Does $A$ commuting with a block-diagonal matrix $B=B_1\oplus B_2$ implies it is block-diagonal?

Question

Let $B$ be a block-diagonal matrix, $B\equiv B_1\oplus B_2$, and suppose that $A$ is a matrix such that $[A,B]=0$.

Does this imply that $A$ has the same block-diagonal structure as $B$ (that is, it is block-diagonal with blocks placed at the same positions as those of $B$)?

I understand that, as discussed in Why does a diagonalization of a matrix B with the basis of a commuting matrix A give a block diagonal matrix?, if $A$ and $B$ commute, then they respect each others eigenspaces. This would mean that if, say, $V_1$ is an eigenspace of $B$, then $A V_1\subseteq V_1$. Therefore, if $B_1$ is diagonalizable, then I think $A$ should at least have the block structure $$ A = \begin{pmatrix} A_{11} & A_{12} \\ 0 & A_{22}\end{pmatrix}.$$ However, what about the cases in which $B_i$ are not necessarily diagonalizable? Do similar conclusions hold? If not, what are some counterexamples?
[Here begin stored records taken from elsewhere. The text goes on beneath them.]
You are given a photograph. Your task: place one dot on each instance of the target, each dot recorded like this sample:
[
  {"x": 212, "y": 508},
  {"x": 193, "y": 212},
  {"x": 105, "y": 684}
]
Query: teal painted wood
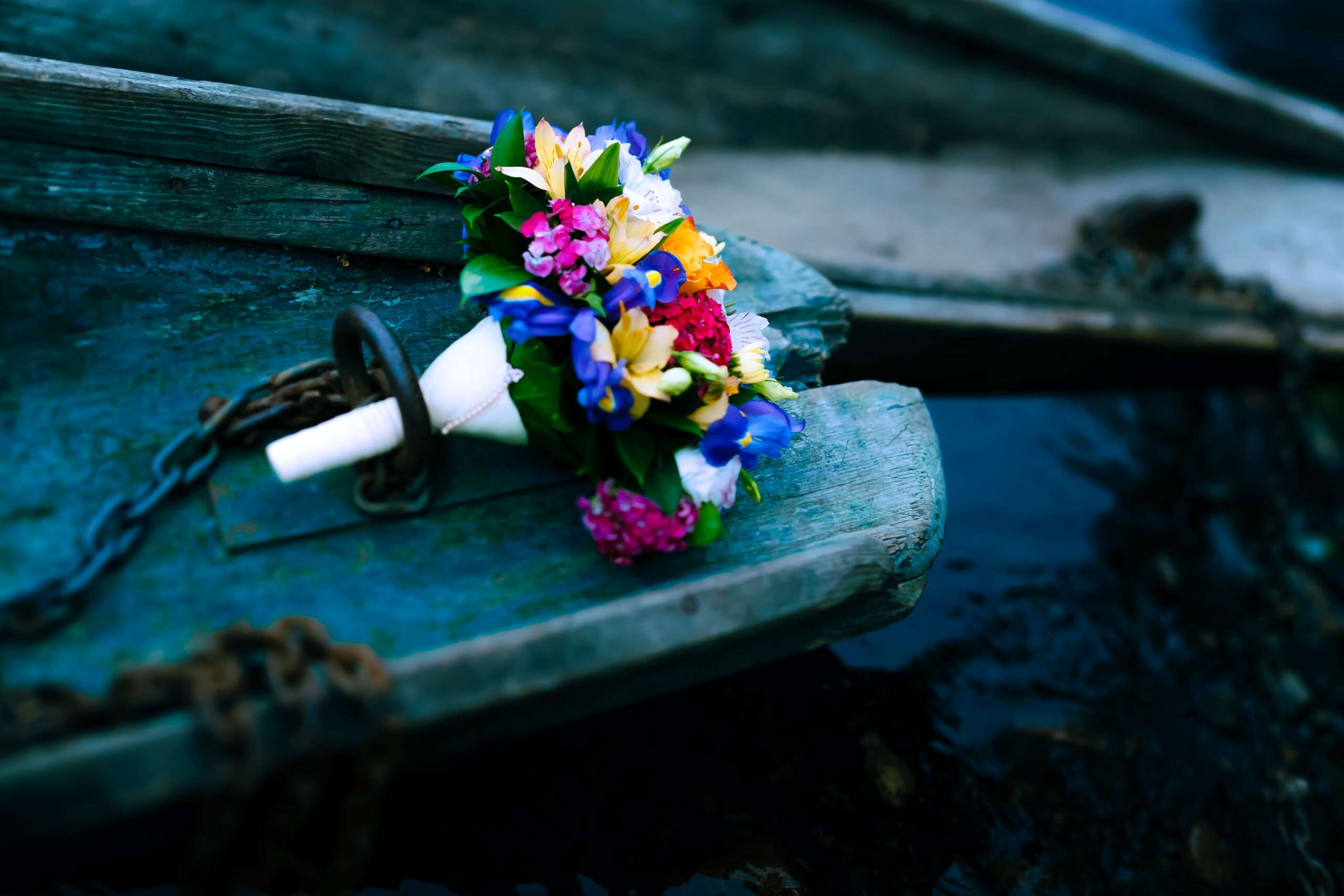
[
  {"x": 138, "y": 113},
  {"x": 472, "y": 693},
  {"x": 114, "y": 338},
  {"x": 873, "y": 80},
  {"x": 144, "y": 193},
  {"x": 495, "y": 605}
]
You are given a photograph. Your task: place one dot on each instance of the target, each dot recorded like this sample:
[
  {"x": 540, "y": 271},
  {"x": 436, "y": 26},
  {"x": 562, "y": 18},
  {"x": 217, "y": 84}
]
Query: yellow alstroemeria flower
[
  {"x": 749, "y": 364},
  {"x": 551, "y": 155},
  {"x": 629, "y": 239},
  {"x": 646, "y": 351},
  {"x": 711, "y": 413}
]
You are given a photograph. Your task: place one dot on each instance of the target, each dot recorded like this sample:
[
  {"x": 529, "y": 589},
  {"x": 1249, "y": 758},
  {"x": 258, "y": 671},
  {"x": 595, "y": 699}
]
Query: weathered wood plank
[
  {"x": 976, "y": 343},
  {"x": 984, "y": 222},
  {"x": 872, "y": 78},
  {"x": 1084, "y": 47},
  {"x": 113, "y": 338},
  {"x": 949, "y": 263},
  {"x": 512, "y": 558},
  {"x": 131, "y": 112},
  {"x": 169, "y": 195},
  {"x": 495, "y": 686}
]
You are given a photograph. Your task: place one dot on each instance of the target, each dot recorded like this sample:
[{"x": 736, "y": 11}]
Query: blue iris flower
[
  {"x": 625, "y": 133},
  {"x": 533, "y": 309},
  {"x": 656, "y": 279},
  {"x": 748, "y": 431},
  {"x": 479, "y": 160},
  {"x": 601, "y": 395}
]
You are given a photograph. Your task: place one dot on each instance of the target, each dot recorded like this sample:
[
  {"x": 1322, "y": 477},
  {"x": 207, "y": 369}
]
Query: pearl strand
[{"x": 511, "y": 375}]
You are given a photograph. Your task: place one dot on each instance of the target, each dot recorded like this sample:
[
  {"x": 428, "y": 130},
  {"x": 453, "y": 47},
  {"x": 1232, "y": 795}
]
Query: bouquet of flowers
[
  {"x": 608, "y": 344},
  {"x": 635, "y": 371}
]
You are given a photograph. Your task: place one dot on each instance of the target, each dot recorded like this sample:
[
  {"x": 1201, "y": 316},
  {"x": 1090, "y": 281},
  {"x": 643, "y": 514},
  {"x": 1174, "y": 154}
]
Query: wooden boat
[
  {"x": 985, "y": 131},
  {"x": 990, "y": 131},
  {"x": 166, "y": 239}
]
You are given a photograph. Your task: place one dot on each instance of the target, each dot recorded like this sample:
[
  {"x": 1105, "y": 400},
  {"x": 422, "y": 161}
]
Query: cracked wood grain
[{"x": 212, "y": 201}]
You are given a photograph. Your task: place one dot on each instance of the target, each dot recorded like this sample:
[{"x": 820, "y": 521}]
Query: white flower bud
[{"x": 675, "y": 381}]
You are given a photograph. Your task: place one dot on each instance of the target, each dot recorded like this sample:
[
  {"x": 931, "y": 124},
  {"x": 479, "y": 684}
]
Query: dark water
[{"x": 1126, "y": 678}]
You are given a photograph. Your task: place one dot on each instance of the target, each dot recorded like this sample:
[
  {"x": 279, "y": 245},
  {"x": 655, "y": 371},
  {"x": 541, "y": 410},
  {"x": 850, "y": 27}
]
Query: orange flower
[{"x": 698, "y": 254}]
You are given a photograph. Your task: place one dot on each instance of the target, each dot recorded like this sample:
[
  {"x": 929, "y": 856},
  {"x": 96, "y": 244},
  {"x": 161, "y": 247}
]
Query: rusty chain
[
  {"x": 293, "y": 661},
  {"x": 215, "y": 681},
  {"x": 296, "y": 662},
  {"x": 298, "y": 397}
]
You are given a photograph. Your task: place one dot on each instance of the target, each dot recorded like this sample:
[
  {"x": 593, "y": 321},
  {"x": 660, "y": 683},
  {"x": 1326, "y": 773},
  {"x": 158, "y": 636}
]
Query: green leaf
[
  {"x": 490, "y": 275},
  {"x": 593, "y": 301},
  {"x": 483, "y": 193},
  {"x": 749, "y": 486},
  {"x": 522, "y": 199},
  {"x": 469, "y": 217},
  {"x": 637, "y": 449},
  {"x": 510, "y": 147},
  {"x": 666, "y": 154},
  {"x": 541, "y": 434},
  {"x": 671, "y": 226},
  {"x": 603, "y": 174},
  {"x": 572, "y": 186},
  {"x": 663, "y": 484},
  {"x": 745, "y": 394},
  {"x": 541, "y": 385},
  {"x": 707, "y": 527},
  {"x": 667, "y": 417},
  {"x": 443, "y": 172},
  {"x": 505, "y": 241}
]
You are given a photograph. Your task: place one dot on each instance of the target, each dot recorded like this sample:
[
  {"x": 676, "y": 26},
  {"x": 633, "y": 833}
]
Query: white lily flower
[
  {"x": 654, "y": 199},
  {"x": 747, "y": 332},
  {"x": 707, "y": 483}
]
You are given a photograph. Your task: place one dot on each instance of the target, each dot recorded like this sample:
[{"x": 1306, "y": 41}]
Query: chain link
[{"x": 299, "y": 397}]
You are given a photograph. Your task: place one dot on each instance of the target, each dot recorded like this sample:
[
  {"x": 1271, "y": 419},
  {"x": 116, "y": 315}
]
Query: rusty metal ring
[{"x": 358, "y": 327}]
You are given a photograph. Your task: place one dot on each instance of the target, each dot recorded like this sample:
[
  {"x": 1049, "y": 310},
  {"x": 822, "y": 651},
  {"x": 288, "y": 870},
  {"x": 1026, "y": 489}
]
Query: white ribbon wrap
[{"x": 466, "y": 390}]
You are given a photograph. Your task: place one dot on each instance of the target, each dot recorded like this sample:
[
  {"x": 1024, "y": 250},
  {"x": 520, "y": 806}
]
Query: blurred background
[{"x": 1120, "y": 293}]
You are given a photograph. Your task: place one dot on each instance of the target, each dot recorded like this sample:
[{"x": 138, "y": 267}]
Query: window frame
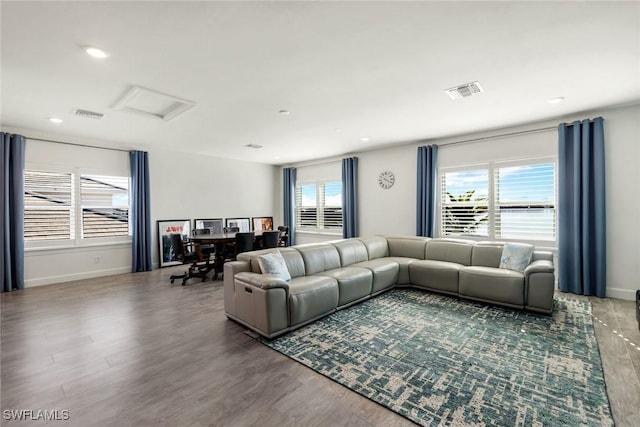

I'm interested in the statement when we are not assuming the underlying field to be algebraically complete. Another realted question is Commuting block diagonal matrices, but they also seem to be making further assumptions about the diagonalizability of the underlying matrices.

Answer 1

An easy counterexample is $$ B=\left(\begin{array}{cc|cc}p&0&0&0\\ 0&1&0&0\\ \hline0&0&1&0\\ 0&0&0&q\end{array}\right), \ A=\left(\begin{array}{cc|cc}0&0&0&0\\ 0&1&1&0\\ \hline0&1&1&0\\ 0&0&0&0\end{array}\right) $$ for any $p$ and $q$.

However, the statement is true when $B_1$ and $B_2$ do not share any eigenvalue over the algebraic closure of the underlying field. In this case, when $A$ is comformingly partitioned as $\pmatrix{X&Y\\ Z&W}$, the Sylvester equations $B_1Y=YB_2$ and $B_2Z=ZB_1$ have only trivial solutions $Y=0$ and $Z=0$.